Helga gone, Carl senior gone, the disregard gone, chasing down, keeping your mouth shut, ducking your head, gone, gone, gone.

She had lived like this for almost ten years.

Tolerated upstairs, in a bed from the Weimar Republic, between Helga's gala figures on the shelf and a cross over the door. "

In a criminalistic manner

But now it is euphoric: “Not renovation: metamorphosis, transformation”!

So the dark walnut wood, the coffee table with crank, the type case - and with it a stereotypical, but also really typical German interior design gives way to this hammer, which in its solidity seemed made for eternity and yet has barely survived thirty years.

The impressive image can also be transferred to the people in this novel, to their interiors and relationships.

The time of the sledgehammer is a flashback, in the narrative presence of 2018 Sylvia has already had an accident and Carl is a nursing case that his son Hanno is returning to the provinces to take over.

This also means that he will meet his neighbor Susanne again, whom he has not seen for decades and with whom he was apparently in love as a teenager.

According to the "BRD noir"

So with a long delay, will everything be fine here for two who previously just missed each other?

Susanne now helps Hanno to take care of her father, they “play family”, it is once said, and that order will be restored with her - but it soon becomes more and more clear that something is wrong.

Something else from the sledgehammer year 1986 is slumbering under the covers of everyday life from 2018, something that, for example, leads to Susanne Carl cutting while shaving, probably unintentionally.

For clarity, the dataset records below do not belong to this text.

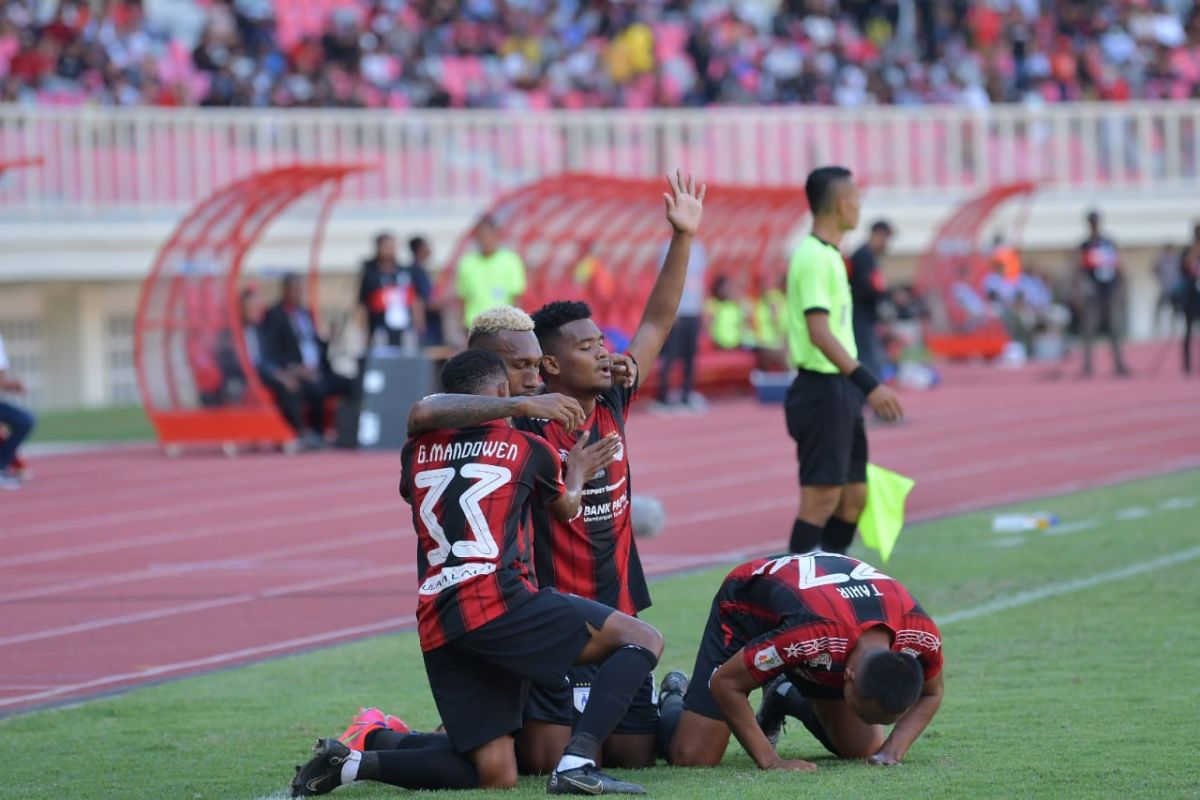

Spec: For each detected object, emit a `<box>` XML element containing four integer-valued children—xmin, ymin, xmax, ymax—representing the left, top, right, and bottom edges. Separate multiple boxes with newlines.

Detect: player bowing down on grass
<box><xmin>292</xmin><ymin>350</ymin><xmax>662</xmax><ymax>796</ymax></box>
<box><xmin>409</xmin><ymin>174</ymin><xmax>704</xmax><ymax>772</ymax></box>
<box><xmin>661</xmin><ymin>553</ymin><xmax>942</xmax><ymax>770</ymax></box>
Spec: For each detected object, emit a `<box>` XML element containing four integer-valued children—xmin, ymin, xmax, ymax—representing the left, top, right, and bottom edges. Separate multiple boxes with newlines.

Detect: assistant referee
<box><xmin>784</xmin><ymin>167</ymin><xmax>904</xmax><ymax>553</ymax></box>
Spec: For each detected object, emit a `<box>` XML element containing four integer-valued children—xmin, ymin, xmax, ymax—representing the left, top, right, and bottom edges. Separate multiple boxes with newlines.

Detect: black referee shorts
<box><xmin>425</xmin><ymin>589</ymin><xmax>616</xmax><ymax>753</ymax></box>
<box><xmin>784</xmin><ymin>369</ymin><xmax>868</xmax><ymax>486</ymax></box>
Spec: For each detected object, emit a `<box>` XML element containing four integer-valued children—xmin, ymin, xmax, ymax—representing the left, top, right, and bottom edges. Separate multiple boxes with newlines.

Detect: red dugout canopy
<box><xmin>134</xmin><ymin>164</ymin><xmax>366</xmax><ymax>451</ymax></box>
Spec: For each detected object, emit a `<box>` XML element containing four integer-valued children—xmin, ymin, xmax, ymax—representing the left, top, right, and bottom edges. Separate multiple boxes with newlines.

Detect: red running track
<box><xmin>0</xmin><ymin>350</ymin><xmax>1200</xmax><ymax>714</ymax></box>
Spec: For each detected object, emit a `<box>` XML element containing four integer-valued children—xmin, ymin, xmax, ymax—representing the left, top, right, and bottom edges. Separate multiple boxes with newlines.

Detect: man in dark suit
<box><xmin>259</xmin><ymin>272</ymin><xmax>336</xmax><ymax>445</ymax></box>
<box><xmin>216</xmin><ymin>287</ymin><xmax>311</xmax><ymax>434</ymax></box>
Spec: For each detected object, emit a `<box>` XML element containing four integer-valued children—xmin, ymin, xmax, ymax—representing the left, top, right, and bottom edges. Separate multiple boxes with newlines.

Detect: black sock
<box><xmin>787</xmin><ymin>519</ymin><xmax>822</xmax><ymax>553</ymax></box>
<box><xmin>362</xmin><ymin>728</ymin><xmax>450</xmax><ymax>751</ymax></box>
<box><xmin>566</xmin><ymin>644</ymin><xmax>659</xmax><ymax>760</ymax></box>
<box><xmin>821</xmin><ymin>516</ymin><xmax>858</xmax><ymax>553</ymax></box>
<box><xmin>654</xmin><ymin>694</ymin><xmax>683</xmax><ymax>763</ymax></box>
<box><xmin>784</xmin><ymin>684</ymin><xmax>839</xmax><ymax>756</ymax></box>
<box><xmin>359</xmin><ymin>739</ymin><xmax>479</xmax><ymax>789</ymax></box>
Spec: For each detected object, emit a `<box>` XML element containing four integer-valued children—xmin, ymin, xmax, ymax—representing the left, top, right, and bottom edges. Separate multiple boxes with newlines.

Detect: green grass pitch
<box><xmin>0</xmin><ymin>471</ymin><xmax>1200</xmax><ymax>800</ymax></box>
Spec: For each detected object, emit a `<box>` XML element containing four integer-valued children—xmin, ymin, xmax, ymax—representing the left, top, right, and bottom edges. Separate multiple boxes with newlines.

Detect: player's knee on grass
<box><xmin>604</xmin><ymin>733</ymin><xmax>658</xmax><ymax>770</ymax></box>
<box><xmin>517</xmin><ymin>720</ymin><xmax>571</xmax><ymax>775</ymax></box>
<box><xmin>799</xmin><ymin>486</ymin><xmax>842</xmax><ymax>528</ymax></box>
<box><xmin>670</xmin><ymin>711</ymin><xmax>730</xmax><ymax>766</ymax></box>
<box><xmin>593</xmin><ymin>612</ymin><xmax>662</xmax><ymax>658</ymax></box>
<box><xmin>834</xmin><ymin>483</ymin><xmax>866</xmax><ymax>521</ymax></box>
<box><xmin>470</xmin><ymin>736</ymin><xmax>517</xmax><ymax>789</ymax></box>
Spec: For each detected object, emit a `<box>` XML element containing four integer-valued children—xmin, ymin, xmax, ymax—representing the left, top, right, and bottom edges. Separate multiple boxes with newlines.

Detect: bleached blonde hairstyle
<box><xmin>467</xmin><ymin>306</ymin><xmax>533</xmax><ymax>347</ymax></box>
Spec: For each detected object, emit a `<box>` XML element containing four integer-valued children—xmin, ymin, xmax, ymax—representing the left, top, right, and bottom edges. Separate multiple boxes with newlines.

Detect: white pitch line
<box><xmin>937</xmin><ymin>547</ymin><xmax>1200</xmax><ymax>625</ymax></box>
<box><xmin>0</xmin><ymin>614</ymin><xmax>416</xmax><ymax>708</ymax></box>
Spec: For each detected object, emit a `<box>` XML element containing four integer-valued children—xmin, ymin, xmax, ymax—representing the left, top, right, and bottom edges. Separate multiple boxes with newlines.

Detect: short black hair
<box><xmin>529</xmin><ymin>300</ymin><xmax>592</xmax><ymax>353</ymax></box>
<box><xmin>804</xmin><ymin>167</ymin><xmax>853</xmax><ymax>213</ymax></box>
<box><xmin>442</xmin><ymin>350</ymin><xmax>509</xmax><ymax>395</ymax></box>
<box><xmin>858</xmin><ymin>650</ymin><xmax>925</xmax><ymax>714</ymax></box>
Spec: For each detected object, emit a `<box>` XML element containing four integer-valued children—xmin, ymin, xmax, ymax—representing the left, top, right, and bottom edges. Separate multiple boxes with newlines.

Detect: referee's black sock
<box><xmin>559</xmin><ymin>644</ymin><xmax>659</xmax><ymax>770</ymax></box>
<box><xmin>821</xmin><ymin>515</ymin><xmax>858</xmax><ymax>553</ymax></box>
<box><xmin>358</xmin><ymin>739</ymin><xmax>479</xmax><ymax>789</ymax></box>
<box><xmin>787</xmin><ymin>519</ymin><xmax>823</xmax><ymax>553</ymax></box>
<box><xmin>362</xmin><ymin>728</ymin><xmax>450</xmax><ymax>750</ymax></box>
<box><xmin>654</xmin><ymin>693</ymin><xmax>683</xmax><ymax>763</ymax></box>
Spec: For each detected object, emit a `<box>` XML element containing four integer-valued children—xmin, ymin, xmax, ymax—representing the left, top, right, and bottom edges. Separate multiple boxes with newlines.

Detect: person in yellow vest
<box><xmin>455</xmin><ymin>217</ymin><xmax>526</xmax><ymax>330</ymax></box>
<box><xmin>704</xmin><ymin>275</ymin><xmax>754</xmax><ymax>350</ymax></box>
<box><xmin>754</xmin><ymin>272</ymin><xmax>791</xmax><ymax>372</ymax></box>
<box><xmin>784</xmin><ymin>167</ymin><xmax>904</xmax><ymax>553</ymax></box>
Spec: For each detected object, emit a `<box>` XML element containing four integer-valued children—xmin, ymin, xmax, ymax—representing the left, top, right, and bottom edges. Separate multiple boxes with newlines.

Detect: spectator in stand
<box><xmin>1079</xmin><ymin>211</ymin><xmax>1129</xmax><ymax>378</ymax></box>
<box><xmin>216</xmin><ymin>285</ymin><xmax>306</xmax><ymax>448</ymax></box>
<box><xmin>0</xmin><ymin>335</ymin><xmax>37</xmax><ymax>491</ymax></box>
<box><xmin>359</xmin><ymin>227</ymin><xmax>427</xmax><ymax>347</ymax></box>
<box><xmin>653</xmin><ymin>230</ymin><xmax>708</xmax><ymax>411</ymax></box>
<box><xmin>7</xmin><ymin>0</ymin><xmax>1200</xmax><ymax>109</ymax></box>
<box><xmin>850</xmin><ymin>219</ymin><xmax>894</xmax><ymax>375</ymax></box>
<box><xmin>1180</xmin><ymin>222</ymin><xmax>1200</xmax><ymax>375</ymax></box>
<box><xmin>259</xmin><ymin>272</ymin><xmax>334</xmax><ymax>447</ymax></box>
<box><xmin>704</xmin><ymin>275</ymin><xmax>754</xmax><ymax>350</ymax></box>
<box><xmin>455</xmin><ymin>217</ymin><xmax>526</xmax><ymax>330</ymax></box>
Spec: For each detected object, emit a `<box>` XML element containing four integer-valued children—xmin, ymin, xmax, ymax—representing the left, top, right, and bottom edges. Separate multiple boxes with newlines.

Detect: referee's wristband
<box><xmin>846</xmin><ymin>365</ymin><xmax>880</xmax><ymax>397</ymax></box>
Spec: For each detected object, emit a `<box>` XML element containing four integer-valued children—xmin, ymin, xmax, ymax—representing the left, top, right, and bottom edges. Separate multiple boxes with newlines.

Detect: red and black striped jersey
<box><xmin>716</xmin><ymin>553</ymin><xmax>942</xmax><ymax>688</ymax></box>
<box><xmin>400</xmin><ymin>421</ymin><xmax>565</xmax><ymax>650</ymax></box>
<box><xmin>514</xmin><ymin>385</ymin><xmax>650</xmax><ymax>614</ymax></box>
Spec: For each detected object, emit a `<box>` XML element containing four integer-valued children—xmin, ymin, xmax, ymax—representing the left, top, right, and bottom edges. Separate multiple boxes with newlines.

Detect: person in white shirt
<box><xmin>0</xmin><ymin>335</ymin><xmax>36</xmax><ymax>491</ymax></box>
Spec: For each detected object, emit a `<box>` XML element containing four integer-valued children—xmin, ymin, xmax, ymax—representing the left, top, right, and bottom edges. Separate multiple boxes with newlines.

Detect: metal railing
<box><xmin>0</xmin><ymin>102</ymin><xmax>1200</xmax><ymax>219</ymax></box>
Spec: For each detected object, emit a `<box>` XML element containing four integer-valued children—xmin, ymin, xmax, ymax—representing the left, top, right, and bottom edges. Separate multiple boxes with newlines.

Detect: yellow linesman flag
<box><xmin>858</xmin><ymin>464</ymin><xmax>916</xmax><ymax>564</ymax></box>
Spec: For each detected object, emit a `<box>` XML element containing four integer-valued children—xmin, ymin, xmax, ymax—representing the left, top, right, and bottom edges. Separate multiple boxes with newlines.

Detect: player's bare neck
<box><xmin>812</xmin><ymin>215</ymin><xmax>845</xmax><ymax>247</ymax></box>
<box><xmin>850</xmin><ymin>625</ymin><xmax>894</xmax><ymax>666</ymax></box>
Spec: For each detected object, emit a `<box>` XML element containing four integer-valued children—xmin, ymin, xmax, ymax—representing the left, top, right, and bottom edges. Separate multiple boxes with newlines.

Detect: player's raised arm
<box><xmin>708</xmin><ymin>650</ymin><xmax>817</xmax><ymax>772</ymax></box>
<box><xmin>408</xmin><ymin>393</ymin><xmax>586</xmax><ymax>437</ymax></box>
<box><xmin>866</xmin><ymin>673</ymin><xmax>946</xmax><ymax>766</ymax></box>
<box><xmin>629</xmin><ymin>170</ymin><xmax>708</xmax><ymax>365</ymax></box>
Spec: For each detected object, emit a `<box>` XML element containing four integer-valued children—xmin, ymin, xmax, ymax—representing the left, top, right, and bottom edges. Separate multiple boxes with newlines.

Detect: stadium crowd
<box><xmin>7</xmin><ymin>0</ymin><xmax>1200</xmax><ymax>108</ymax></box>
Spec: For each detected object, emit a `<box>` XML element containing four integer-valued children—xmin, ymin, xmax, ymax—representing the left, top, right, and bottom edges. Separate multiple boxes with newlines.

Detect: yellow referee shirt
<box><xmin>456</xmin><ymin>247</ymin><xmax>526</xmax><ymax>329</ymax></box>
<box><xmin>787</xmin><ymin>234</ymin><xmax>858</xmax><ymax>374</ymax></box>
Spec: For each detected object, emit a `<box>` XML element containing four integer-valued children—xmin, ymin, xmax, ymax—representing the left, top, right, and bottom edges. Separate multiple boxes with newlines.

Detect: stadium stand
<box><xmin>7</xmin><ymin>0</ymin><xmax>1200</xmax><ymax>109</ymax></box>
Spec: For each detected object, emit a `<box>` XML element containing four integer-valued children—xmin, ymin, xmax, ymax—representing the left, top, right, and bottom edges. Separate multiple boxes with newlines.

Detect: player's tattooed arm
<box><xmin>866</xmin><ymin>673</ymin><xmax>946</xmax><ymax>766</ymax></box>
<box><xmin>550</xmin><ymin>431</ymin><xmax>620</xmax><ymax>522</ymax></box>
<box><xmin>708</xmin><ymin>650</ymin><xmax>817</xmax><ymax>772</ymax></box>
<box><xmin>408</xmin><ymin>393</ymin><xmax>584</xmax><ymax>437</ymax></box>
<box><xmin>629</xmin><ymin>170</ymin><xmax>707</xmax><ymax>365</ymax></box>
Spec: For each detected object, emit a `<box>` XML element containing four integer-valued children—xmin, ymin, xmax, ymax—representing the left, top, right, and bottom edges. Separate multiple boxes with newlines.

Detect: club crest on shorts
<box><xmin>754</xmin><ymin>644</ymin><xmax>784</xmax><ymax>672</ymax></box>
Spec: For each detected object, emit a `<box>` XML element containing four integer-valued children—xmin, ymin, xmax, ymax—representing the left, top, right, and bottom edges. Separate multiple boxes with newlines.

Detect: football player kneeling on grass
<box><xmin>659</xmin><ymin>553</ymin><xmax>942</xmax><ymax>771</ymax></box>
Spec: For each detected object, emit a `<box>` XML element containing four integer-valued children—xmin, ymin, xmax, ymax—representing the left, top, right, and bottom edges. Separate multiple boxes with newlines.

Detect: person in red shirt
<box><xmin>662</xmin><ymin>553</ymin><xmax>943</xmax><ymax>771</ymax></box>
<box><xmin>292</xmin><ymin>350</ymin><xmax>662</xmax><ymax>796</ymax></box>
<box><xmin>398</xmin><ymin>173</ymin><xmax>706</xmax><ymax>772</ymax></box>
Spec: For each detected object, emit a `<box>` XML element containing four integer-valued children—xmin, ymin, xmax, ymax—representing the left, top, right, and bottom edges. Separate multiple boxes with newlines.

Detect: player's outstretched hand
<box><xmin>866</xmin><ymin>384</ymin><xmax>904</xmax><ymax>422</ymax></box>
<box><xmin>610</xmin><ymin>353</ymin><xmax>637</xmax><ymax>389</ymax></box>
<box><xmin>514</xmin><ymin>392</ymin><xmax>587</xmax><ymax>431</ymax></box>
<box><xmin>662</xmin><ymin>169</ymin><xmax>708</xmax><ymax>234</ymax></box>
<box><xmin>566</xmin><ymin>431</ymin><xmax>620</xmax><ymax>481</ymax></box>
<box><xmin>767</xmin><ymin>758</ymin><xmax>817</xmax><ymax>772</ymax></box>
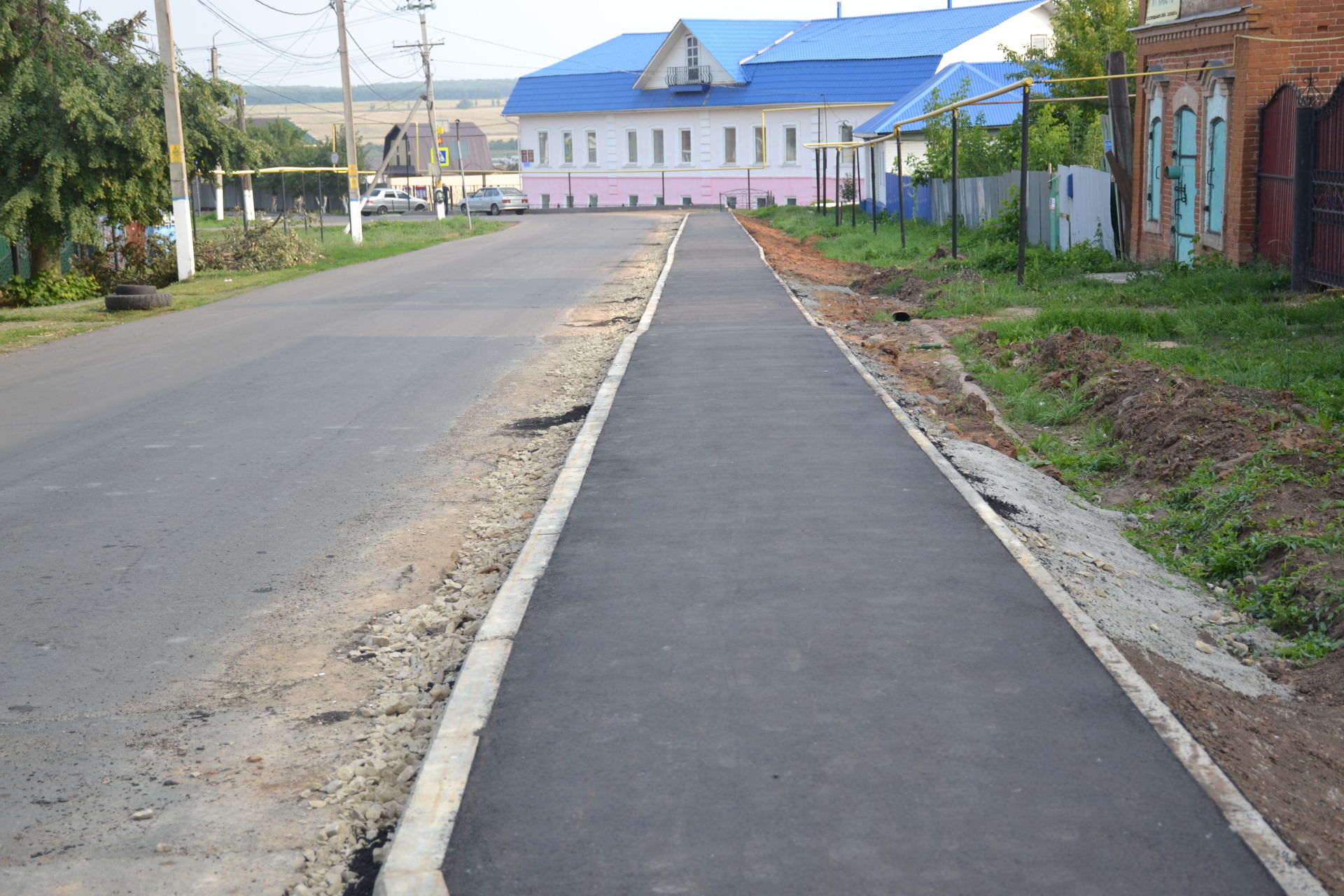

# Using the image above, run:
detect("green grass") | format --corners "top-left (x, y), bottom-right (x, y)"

In a partly criminalistic manner, the novel then slowly circles that incident from the past which, as it turns out, changed Susanne and Hanno's lives fatefully. Andreas Moster succeeds in painfully exploring the gap between the responsibility for the helpless Carl and a grave guilt that he took on at the time, until the reader fully understands how, of all things, at the inauguration of the new, freer life of their parents, theirs Children forever shaped and cherished. It starts with a dress that Susanne wore back then, which she has never worn again since, and then runs to the son's question to his father: "What did Susanne not want back then?"

The aesthetics with which Moster approaches the trauma is reminiscent of the concept "BRD noir", which experienced a certain boom in sociology and journalism a few years ago, the idea that behind the façades of the apparently solid, apparently homely Federal republic opening up abysses. Such as in Moster's novel are conceivable in any country and at any time, even if they are combined with the aesthetic, especially the (interior) architectural conditions.

To expose them, Moster also uses the narrative trick of letting an already deceased character speak about the others, commenting on them and the events from the ghost-off. This contributes to the eerie atmosphere of the novel, which, not least because of its title, is reminiscent of another song: Elvis Costello's “Little Palaces”. At the time, also in 1986, he described the “sedated homes of England”, “filled with plasterboard and hope” - and thus also expressed the backdrop of false hopes, above which the ominous line “And they'll soon be pulling down the little palaces “floated: soon they will tear down the small palaces. For the character of Susanne, who is most affected by all of this, the novel provides at least the prospect of an outbreak in addition to the demolition: to the Atlantic,where, between wind and water, she will walk longer than ever in her life.

Andreas Moster: "Small palaces".

Novel.

Arche Verlag, Zurich 2021. 302 pp., Hardcover, 22, - €.